I read this in the news last week.
Cigarette plain packaging closer
New Zealand has the “sovereign right” to protect its citizens and will not be told what to do by tobacco companies, Tariana Turia says, as plain packaging of cigarettes passed its first hurdle.
Last night Turia, Associate Minister of Health, introduced the Smokefree Environments (Tobacco Plain Packaging) Amendment Bill into Parliament, and it passed its first vote by 118 votes to one.
It has now been referred to the Health Select Committee for public consultation. National, Labour, the Greens are all supporting it, while New Zealand First was expected to support it at least through to select committee.
Eventually the legislation would see all branding removed from all tobacco products, aside from the name of the variation in small plain type, with large warnings about the risks posed by smoking.
Turia said that despite legal challenges to similar measures across the Tasman, she was confident it met New Zealand’s international obligations.
Mandatory plain packaging is the latest government intervention to stop people smoking.
I’m against it. It’s creeping totalitarianism!
The tobacco industry is against it. British American Tobacco spokeswoman Susan Jones says
Plain packaging constitutes a severe restriction on the use of our intellectual property, including trademarks. This is a huge concern to us, as it would be to any business, because the effect is to render our trademarks unusable.
John Banks is against it. He says
I don’t believe the State should seize property rights from legitimate companies selling legitimate products
What I find particularly interesting is that Jones and Banks both make their argument against plain packaging on the basis of intellectual property rights, specifically trademarks. But there are no intellectual property rights! Or, there shouldn’t be!
There’s no doubt that the introduction of private property was hugely civilising. Property rights in the tangible fruits of one’s labours means that one’s possessions are legally secure. Whereas, before the invention of private property, one could walk into stores and just take things, now it’s theft!
Privatisation of land also seems to me to have been a good idea. (Not according to the geolibertarians.) But should we privatise everything? Should we privatise the whales? Should we privatise business names and logos? Should we privatise inventions? Should we privatise stories? Should we privatise air? Should we privatise the Moon?
Please understand that what constitutes private property is a system of restrictions, authorised and enforced by government, on who may do what with certain things.
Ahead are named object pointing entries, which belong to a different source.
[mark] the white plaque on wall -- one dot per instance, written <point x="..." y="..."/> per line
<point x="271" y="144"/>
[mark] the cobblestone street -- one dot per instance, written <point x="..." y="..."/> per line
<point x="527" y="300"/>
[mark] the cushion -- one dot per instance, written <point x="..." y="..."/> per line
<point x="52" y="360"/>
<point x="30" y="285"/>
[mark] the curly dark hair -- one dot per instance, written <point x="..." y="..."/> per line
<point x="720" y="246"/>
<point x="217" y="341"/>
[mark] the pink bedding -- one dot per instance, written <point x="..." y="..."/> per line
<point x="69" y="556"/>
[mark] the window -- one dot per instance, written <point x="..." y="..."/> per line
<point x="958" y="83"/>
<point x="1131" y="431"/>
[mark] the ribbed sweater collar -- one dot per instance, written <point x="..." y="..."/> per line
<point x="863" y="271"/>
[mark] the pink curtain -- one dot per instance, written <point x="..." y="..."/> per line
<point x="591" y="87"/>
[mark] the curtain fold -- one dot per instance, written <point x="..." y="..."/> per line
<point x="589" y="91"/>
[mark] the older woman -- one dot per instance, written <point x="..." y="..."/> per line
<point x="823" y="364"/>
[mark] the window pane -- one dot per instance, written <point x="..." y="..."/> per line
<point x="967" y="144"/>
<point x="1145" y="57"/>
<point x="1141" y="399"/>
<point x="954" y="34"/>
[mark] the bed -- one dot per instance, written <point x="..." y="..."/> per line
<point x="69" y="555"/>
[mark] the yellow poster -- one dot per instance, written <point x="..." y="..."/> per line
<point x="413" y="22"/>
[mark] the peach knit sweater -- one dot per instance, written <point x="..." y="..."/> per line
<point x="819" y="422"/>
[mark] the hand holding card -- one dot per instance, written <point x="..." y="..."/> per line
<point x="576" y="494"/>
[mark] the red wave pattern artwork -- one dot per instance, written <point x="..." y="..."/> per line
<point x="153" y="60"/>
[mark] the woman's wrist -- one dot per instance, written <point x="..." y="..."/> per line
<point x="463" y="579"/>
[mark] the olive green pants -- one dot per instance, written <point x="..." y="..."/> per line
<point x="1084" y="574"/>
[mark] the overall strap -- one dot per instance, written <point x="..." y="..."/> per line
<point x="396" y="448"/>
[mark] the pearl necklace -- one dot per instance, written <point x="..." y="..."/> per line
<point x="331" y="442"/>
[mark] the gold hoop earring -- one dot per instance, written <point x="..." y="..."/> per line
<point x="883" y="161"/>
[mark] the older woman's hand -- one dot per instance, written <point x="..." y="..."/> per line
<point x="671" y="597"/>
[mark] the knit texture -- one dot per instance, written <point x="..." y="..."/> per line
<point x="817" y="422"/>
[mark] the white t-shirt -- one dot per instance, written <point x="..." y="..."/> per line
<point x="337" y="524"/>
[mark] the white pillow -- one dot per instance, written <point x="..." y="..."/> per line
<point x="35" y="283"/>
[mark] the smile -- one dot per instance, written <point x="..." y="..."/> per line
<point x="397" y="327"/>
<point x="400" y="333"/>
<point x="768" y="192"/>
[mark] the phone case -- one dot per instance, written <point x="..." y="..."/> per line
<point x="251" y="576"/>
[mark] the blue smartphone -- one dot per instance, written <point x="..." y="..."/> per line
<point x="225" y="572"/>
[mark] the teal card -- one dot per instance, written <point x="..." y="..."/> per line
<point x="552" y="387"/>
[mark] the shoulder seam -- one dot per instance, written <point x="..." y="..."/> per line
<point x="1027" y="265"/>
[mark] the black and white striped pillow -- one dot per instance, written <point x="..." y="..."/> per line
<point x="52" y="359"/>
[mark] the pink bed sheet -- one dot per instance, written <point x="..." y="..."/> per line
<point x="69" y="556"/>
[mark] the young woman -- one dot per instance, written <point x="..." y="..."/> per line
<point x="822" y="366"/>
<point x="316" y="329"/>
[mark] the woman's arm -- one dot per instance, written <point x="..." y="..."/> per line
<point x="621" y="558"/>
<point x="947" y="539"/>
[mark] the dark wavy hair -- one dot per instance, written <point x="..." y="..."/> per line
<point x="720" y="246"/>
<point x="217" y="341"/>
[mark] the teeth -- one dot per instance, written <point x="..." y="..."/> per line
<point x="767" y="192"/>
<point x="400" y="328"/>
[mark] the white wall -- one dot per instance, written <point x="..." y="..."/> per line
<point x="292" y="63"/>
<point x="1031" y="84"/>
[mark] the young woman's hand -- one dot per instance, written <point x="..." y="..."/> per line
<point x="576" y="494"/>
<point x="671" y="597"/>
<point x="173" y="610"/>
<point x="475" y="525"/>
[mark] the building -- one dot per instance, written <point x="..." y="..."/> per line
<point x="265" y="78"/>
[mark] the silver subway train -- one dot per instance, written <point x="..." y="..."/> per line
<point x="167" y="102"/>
For example, making it illegal for anyone except the R. J. Reynolds Tobacco Company to use the word ‘camel’ and a picture of a camel in certain contexts is what constitutes the company’s intellectual property in the Camel trademark. To own a trademark is to restrict everyone else’s freedoms, e.g., to restrict their freedoms to talk about and draw camels.
Getting the government to restrict other people’s freedoms to use words, images and ideas is tantamount to theft and anathema to this libertarian.
Jones complains that plain packaging constitutes a severe restriction on the use of British American Tobacco’s intellectual property. Of course, it does. But here’s the irony. The very existence of a British American Tobacco trademark is constituted by severe restrictions on everyone else’s use of what previously they could freely use. Now it’s not simply everyone else whose freedoms are restricted. It’s everyone whose freedoms are restricted, including British American Tobacco. It’s now illegal for anyone to use the word ‘camel’ and a picture of a camel in certain contexts. One law for all!
I don’t think much of the trademarks argument put forward by Jones and Banks. The government giveth and the government taketh away. Problem?
A government big enough to give you everything you want is a government big enough to take from you everything you have.